With yesterday being May Day, which annoyingly is not a holiday in the UK or the US, it got us thinking about the origins of the term mayday, as used in distress calls.
We had heard that mayday comes from the French expression venez m'aider (come help me), which when you think about the distress signal, makes a lot of sense. When using mayday, the actual distress signal is repeated three times as "mayday, mayday, mayday" to avoid confusion with someone merely discussing a mayday signal.
|US Navy air traffic controllers aboard the USS Iwo Jima|
Just like the NATO Alphabet, there are several key terms and phrases used in radio transmissions, in particular by the military, mariners, and those in aviation and emergency services due to how much they rely on radio communication. The protocol for using particular code words that are more intelligible by radio transmission is known as a voice procedure and today we'll be going through a few of their origins.

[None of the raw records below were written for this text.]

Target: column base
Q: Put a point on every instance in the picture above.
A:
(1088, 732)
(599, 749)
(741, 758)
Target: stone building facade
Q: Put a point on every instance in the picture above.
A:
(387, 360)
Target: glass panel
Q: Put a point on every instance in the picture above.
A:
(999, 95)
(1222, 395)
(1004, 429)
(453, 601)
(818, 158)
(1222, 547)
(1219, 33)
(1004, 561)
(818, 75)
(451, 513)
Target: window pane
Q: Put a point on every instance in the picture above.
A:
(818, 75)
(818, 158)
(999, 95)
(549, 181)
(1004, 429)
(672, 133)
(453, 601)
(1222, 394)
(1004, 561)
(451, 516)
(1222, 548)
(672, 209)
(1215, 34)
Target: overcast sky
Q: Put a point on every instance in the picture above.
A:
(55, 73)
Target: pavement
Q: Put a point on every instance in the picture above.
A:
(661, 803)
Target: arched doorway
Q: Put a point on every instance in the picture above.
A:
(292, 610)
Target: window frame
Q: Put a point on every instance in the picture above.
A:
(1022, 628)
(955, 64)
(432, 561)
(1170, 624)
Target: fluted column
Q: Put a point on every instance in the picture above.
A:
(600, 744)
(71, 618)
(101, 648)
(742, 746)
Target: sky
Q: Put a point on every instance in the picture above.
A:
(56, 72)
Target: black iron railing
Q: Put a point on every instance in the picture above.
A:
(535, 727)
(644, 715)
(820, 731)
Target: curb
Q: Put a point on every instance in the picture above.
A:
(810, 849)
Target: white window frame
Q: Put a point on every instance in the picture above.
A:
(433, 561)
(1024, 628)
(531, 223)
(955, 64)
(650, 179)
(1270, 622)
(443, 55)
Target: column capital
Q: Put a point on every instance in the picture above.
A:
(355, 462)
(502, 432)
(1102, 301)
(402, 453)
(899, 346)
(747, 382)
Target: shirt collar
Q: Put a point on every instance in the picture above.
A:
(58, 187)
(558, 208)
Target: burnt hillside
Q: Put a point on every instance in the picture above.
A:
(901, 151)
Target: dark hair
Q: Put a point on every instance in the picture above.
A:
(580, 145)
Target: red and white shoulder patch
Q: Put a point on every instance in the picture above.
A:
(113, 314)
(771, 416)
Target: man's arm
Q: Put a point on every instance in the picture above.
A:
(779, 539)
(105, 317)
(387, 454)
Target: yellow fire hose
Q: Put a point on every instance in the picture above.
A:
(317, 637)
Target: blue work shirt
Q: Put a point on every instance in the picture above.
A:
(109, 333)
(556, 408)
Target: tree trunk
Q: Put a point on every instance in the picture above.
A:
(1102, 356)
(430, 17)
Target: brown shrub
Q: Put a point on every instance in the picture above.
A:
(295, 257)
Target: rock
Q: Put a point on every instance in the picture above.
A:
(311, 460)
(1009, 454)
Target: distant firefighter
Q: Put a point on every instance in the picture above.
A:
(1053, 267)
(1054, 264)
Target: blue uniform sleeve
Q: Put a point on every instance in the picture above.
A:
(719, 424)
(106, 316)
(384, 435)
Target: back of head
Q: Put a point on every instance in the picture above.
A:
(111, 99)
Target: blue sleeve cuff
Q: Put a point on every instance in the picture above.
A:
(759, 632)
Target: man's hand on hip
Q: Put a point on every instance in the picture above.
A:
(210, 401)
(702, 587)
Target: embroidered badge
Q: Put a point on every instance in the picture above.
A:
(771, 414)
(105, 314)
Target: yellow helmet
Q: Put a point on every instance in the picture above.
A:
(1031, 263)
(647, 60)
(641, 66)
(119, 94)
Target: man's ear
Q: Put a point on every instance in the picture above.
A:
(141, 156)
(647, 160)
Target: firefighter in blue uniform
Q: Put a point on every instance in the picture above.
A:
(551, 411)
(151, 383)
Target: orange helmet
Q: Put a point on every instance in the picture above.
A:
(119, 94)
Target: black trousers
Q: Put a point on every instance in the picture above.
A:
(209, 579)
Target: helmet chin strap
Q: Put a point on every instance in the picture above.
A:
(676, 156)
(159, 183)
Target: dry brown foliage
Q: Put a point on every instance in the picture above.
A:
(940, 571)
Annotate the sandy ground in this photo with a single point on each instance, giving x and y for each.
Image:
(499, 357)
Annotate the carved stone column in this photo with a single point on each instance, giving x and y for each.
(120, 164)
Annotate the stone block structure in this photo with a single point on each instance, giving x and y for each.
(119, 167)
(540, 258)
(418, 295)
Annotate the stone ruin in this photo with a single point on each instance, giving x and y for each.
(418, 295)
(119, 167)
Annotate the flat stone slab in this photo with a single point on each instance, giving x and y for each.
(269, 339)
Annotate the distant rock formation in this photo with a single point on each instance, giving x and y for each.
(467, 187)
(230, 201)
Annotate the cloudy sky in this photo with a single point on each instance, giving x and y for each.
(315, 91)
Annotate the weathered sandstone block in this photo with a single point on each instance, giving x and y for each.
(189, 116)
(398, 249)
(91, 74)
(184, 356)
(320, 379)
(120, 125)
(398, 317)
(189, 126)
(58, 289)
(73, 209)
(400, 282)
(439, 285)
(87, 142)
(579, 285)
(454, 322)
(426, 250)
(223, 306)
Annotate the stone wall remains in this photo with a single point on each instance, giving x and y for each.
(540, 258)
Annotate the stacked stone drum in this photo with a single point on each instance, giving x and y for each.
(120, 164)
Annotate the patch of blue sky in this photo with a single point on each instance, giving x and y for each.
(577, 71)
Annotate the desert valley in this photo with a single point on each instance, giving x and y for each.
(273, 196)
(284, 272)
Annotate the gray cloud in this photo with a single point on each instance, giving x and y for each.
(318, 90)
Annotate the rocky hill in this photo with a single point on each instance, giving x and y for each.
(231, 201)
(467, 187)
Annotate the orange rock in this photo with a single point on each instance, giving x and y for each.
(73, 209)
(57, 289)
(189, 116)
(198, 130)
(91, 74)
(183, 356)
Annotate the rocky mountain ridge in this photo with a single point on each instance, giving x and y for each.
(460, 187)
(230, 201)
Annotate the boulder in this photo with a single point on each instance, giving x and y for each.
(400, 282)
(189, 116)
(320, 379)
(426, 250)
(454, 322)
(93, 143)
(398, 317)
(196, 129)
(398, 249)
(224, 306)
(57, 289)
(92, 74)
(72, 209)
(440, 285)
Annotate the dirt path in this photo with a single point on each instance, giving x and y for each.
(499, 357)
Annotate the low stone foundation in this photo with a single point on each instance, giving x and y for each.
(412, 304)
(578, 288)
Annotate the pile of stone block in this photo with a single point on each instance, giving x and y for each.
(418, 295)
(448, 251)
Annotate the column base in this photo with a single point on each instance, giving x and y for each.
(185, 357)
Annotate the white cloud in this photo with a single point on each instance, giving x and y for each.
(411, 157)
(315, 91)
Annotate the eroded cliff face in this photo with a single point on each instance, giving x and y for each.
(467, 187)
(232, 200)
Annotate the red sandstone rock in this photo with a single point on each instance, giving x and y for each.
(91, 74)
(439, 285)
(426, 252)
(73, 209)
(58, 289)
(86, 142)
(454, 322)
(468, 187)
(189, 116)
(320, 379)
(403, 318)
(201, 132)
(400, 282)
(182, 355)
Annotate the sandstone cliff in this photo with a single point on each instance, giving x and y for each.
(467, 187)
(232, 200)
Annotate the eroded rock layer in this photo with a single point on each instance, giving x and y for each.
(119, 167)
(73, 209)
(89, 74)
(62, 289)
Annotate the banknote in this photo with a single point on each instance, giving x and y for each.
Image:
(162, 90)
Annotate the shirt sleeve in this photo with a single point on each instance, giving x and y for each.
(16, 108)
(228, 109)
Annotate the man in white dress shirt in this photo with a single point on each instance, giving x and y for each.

Just like mayday, there is pan-pan which also comes from French. It's an Anglicisation of the French word panne, which can mean broken. Again, this is repeated to avoid confusion with messages that are not the distress signal itself. Pan-pan signals are less severe than mayday.
Securite, which is pronounced like the French word sécurité, is used for safety information.
Most of the other terms used come from English. Common words like yes and no are replaced with affirmative and negative. In aviation, affirm is preferred as otherwise both words end with -tive, which could lead to confusion.
|Portuguese Naval ship Sagres|
In addition to affirmative, words and expressions such as ten four, copy, and roger all confirm that a message has been well received, and wilco, a portmanteau of "will comply", means not only that the message has been received, but that any new orders will also be followed. Contrary to popular belief, roger and wilco are never used together, unless that is your name.
The terms over and out are also never used together, since over means that the speaker is finished sending and will be expecting a reply, while out means the speaker is finished sending and will not be expecting a reply because communications are finished.
Aside from all their practical uses, radio procedures can also be useful if you're playing "cops and robbers" or pretending to be army soldiers in the park.